Most of the aspiring pop stars at Eurovision perspire ambition. A smaller number perspire when they come under attack from journalists at the mandatory press conferences. Alyona Lanskaya, Belarus’s 27-year-old Eurovision starlet, has had to work hard to distance herself from the perceived corruption of her homeland. It didn’t help that she won the right to represent Belarus at last year’s national selection contest, only to have that right revoked after a special committee set up by President Alexander Lukashenko determined that the result was rigged. She re-entered this year and won, and will now get to jump out of her disco ball.
“I don’t know what happened last year,” she told a room of a hundred journalists when pressed on the matter. “It’s very expensive to live in the past.” So she chooses to invest her money elsewhere. Ahead of Eurovision she travelled to Belgium and sent journalists cheeky photos of herself eating waffles covered in whipped cream, and others of her laughing as she stared at a statue of a boy urinating. During her press conference, she passed out gift bags filled with chocolate, gumballs and fudge, each wrapped in paper with her face printed on top. “Don’t eat any of it,” a Dutch blogger whispered to me after putting down an 8in piece of gingerbread that said “ALYONA LANSKAYA” in white frosting. “It’ll turn you into a communist.” Others joked that she chose to wear only silver on stage as a symbol of one-party rule.
Some contestants seem a bit too committed to their talking points. Valentina Monetta, who is billed as “one of the most talented jazz singers in San Marino”, was the laughing stock of Eurovision last year. Wearing a blue leather suit, she sang “The Social Network Song” – with all explicit references to Facebook removed at Eurovision’s insistence, but still with lyrics like “Do you wanna be more than just a friend? Do you wanna play cyber sex again?”

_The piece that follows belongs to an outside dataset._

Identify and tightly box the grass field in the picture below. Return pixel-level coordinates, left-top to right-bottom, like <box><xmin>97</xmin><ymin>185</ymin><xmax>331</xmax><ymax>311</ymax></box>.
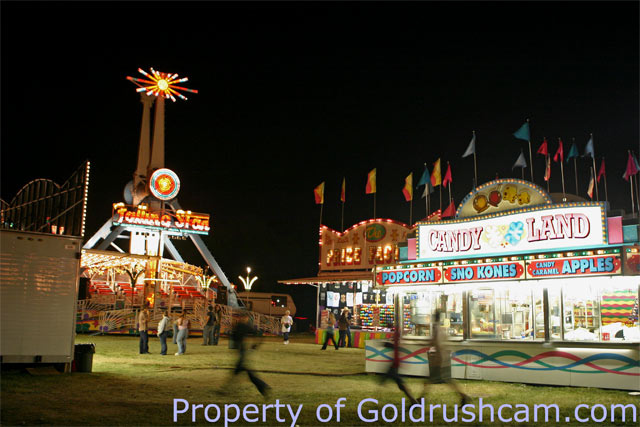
<box><xmin>0</xmin><ymin>335</ymin><xmax>640</xmax><ymax>426</ymax></box>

So, in her second straight bid for San Marino, she’s back with a more mature ballad about the life cycle of butterflies and transformation. And she lets you know it. How did you prepare for the contest this year, Valentina? “I learnt to accept myself.” Great, but what did you actually do? “I found myself.” At the start of her number she clutches a spherical lamp. I ask if it’s from Ikea and she isn’t amused. “The brand doesn’t matter,” she says. “It’s the light inside of me.”

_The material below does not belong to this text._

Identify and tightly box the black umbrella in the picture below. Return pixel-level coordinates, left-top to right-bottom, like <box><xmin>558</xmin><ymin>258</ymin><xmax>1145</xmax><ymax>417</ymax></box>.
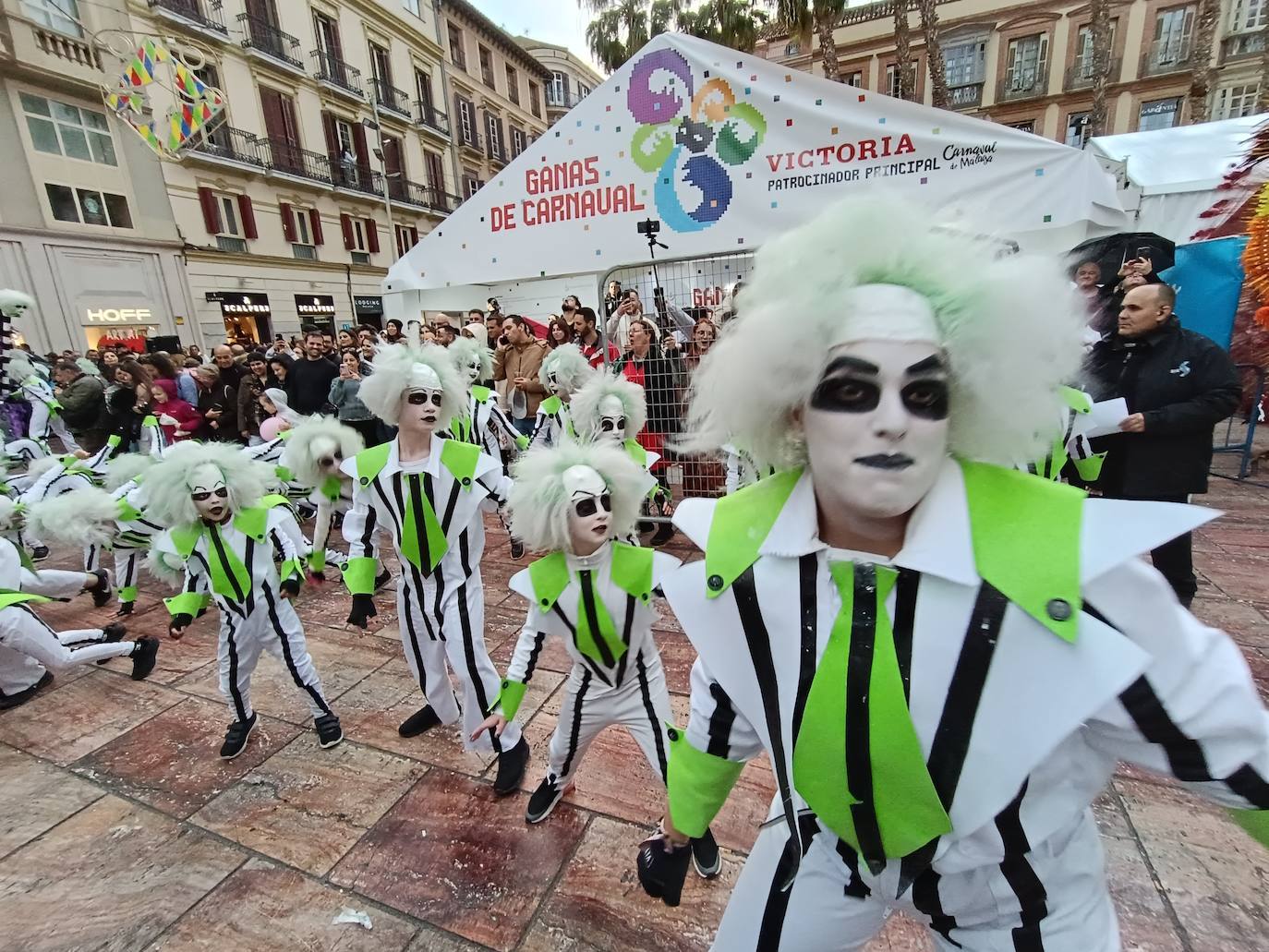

And if the Brits won’t tune in en masse to bask in her glow, Monetta can be sure the Swedes will. The nation that produced Abba, the most successful Eurovision winners ever, remains the spiritual homeland of the contest. Last year a whopping 84 per cent of the Swedish TV audience watched the final (only 36 per cent of the British audience did). Even the prime minister, Fredrik Reinfeldt, has admitted publicly that he loves Eurovision (as well as mugs from his favourite musicals). In Malmö this week, he might also have collected a calendar with images of the Russian contestant’s face, and postcards of the Maltese contestant vogueing on a park bench.
He wouldn’t be alone. On the Saturday before the final, crowds of Swedish fans followed the trail of promotional CDs to Slagthuset, a Malmö nightclub where Alyona from Belarus was throwing a party for around a dozen contestants and 500 of her closest friends. Tables were stacked with her chocolates and bonbons. As she crooned “cha-cha” on the small stage at the end of the room, I spotted a rival PR from eastern Europe picking up some fudge. “This adds no value to the entrant,” she said, looking slightly disgusted. “It’s just below the line.” She ate a piece anyway.